LIME expalanations for the top 3 classes for image classification made by Google's Inception neural network. The example is taken from the LIME paper, Ribeiro 2016.

FIGURE 5.36: LIME expalanations for the top 3 classes for image classification made by Google’s Inception neural network. The example is taken from the LIME paper, Ribeiro 2016.

5.7.4 Advantages

  • Even if you exchange the underlying machine learning model, you can still use the same local, interpretable model for explanation. Suppose the people looking at the explanations understand decision trees best. Because you use local surrogate models, you use decision trees as explanation without having to actually use a decision tree to make the predictions. For example, you could use an SVM. And if it turns out that an xgboost model works better, you can replace the SVM and still keep the decision trees to explain the predictions.
  • Local surrogate models benefit from the literature and experience of training and interpreting interpretable models.
  • When using LASSO or short trees, the resulting explanations are short (=selective) and possibly contrastive. Therefore, they make human-friendly explanations. That’s why I see LIME more in applications where the recipient of the explanation is a lay person or someone with very little time. It is not sufficient for complete causal attributions, so I don’t see LIME in compliance scenarios where you might be legally required to fully explain a prediction. Also for debugging machine learning models, it is useful to have all the reasons instead of a few.
  • LIME is one of the few methods that works for tabular data, texts and images.
  • The fidelity measure (how well the interpretable model approximates the black box predictions) gives us a good idea of how reliable the interpretable model is in explaining the black box predictions in the neighbourhood of the data instance of interest.
  • LIME is implemented in Python and R (lime package and iml package) and is very easy to use.
  • The explanations created with local surrogate models can use other features than the original model. This can be a big advantage over other methods, especially if the original features cannot bet interpreted. A text classifier can rely on abstract word embeddings as features, but the explanation can use the presence or absence of words in a sentence. A regression model can rely on non-interpretable transformation of some attributes, but the explanations can be created with the original attributes.

5.7.5 Disadvantages

  • The correct definition of the neighbourhood is a very big, unsolved problem when using LIME with tabular data. IMHO it is the biggest problem with LIME and why I would only advise to use it with great care. For each application you have to try out different kernel settings and see for yourself if it makes sense. Unfortunately, that’s the best advice I can give to find good kernel widths.
  • Sampling could be improved in the current implementation of LIME. Data point are sampled from a Gaussian distribution, ignoring the correlation between the features. This can lead to unlikely data points which are then used to learn local explanation models.
  • The complexity of the explanation model has to be defined in advance. That’s just a small complaint, because in the end I see no way around the user having to define the tradeoff between fidelity and sparsity.
  • Another, really big issue is the instability of the explanations. In one paper 34 the authors showed that the explanations of two very close points in a simulated setting varied strongly. Also, in my experience, if you repeat the sampling process, then the explantions that come out can be different. Instability means that it’s hard to trust the explanations, and you should be very critical.

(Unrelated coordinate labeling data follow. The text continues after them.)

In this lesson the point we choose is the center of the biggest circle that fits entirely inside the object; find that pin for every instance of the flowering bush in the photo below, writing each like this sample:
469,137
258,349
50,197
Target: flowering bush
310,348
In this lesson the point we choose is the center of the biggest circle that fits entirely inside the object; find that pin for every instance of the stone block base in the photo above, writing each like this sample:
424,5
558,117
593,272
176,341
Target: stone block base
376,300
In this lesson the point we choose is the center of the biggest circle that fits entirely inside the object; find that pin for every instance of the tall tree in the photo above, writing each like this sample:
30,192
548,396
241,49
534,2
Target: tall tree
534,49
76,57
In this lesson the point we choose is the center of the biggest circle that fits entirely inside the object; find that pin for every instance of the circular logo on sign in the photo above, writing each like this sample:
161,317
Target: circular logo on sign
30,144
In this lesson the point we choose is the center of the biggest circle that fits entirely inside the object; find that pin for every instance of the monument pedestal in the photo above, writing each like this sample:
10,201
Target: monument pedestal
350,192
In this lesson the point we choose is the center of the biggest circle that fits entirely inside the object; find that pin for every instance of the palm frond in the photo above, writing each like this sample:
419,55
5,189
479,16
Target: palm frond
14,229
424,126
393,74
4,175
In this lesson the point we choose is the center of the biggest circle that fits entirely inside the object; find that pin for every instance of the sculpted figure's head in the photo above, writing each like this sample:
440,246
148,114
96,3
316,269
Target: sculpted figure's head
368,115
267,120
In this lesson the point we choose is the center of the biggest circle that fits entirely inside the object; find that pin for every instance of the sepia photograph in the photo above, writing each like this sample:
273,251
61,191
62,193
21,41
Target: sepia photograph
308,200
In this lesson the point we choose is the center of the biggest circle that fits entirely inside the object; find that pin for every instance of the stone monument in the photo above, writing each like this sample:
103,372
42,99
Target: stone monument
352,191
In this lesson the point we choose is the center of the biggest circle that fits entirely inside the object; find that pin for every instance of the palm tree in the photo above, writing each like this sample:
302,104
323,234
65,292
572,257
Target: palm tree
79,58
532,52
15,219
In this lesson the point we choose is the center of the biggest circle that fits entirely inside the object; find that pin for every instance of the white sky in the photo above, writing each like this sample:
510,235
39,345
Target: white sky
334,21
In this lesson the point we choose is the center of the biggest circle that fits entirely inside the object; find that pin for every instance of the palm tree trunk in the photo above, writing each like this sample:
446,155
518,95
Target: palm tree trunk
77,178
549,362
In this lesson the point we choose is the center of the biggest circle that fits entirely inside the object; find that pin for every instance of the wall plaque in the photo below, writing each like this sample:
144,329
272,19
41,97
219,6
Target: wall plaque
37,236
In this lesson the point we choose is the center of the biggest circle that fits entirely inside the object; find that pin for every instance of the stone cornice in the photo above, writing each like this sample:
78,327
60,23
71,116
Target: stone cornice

Conclusion: Local surrogate models, with LIME as a concrete implementation, are very promising. But the method is still in development phase and many problems need to be solved before it can be safely applied.


  1. Ribeiro, M.T., Singh, S. and Guestrin, C., 2016, August. Why should i trust you?: Explaining the predictions of any classifier. In Proceedings of the 22nd ACM SIGKDD International Conference on Knowledge Discovery and Data Mining (pp. 1135-1144). ACM.

  2. Alvarez-Melis, David, and Tommi S. Jaakkola. “On the Robustness of Interpretability Methods.” arXiv preprint arXiv:1806.08049 (2018).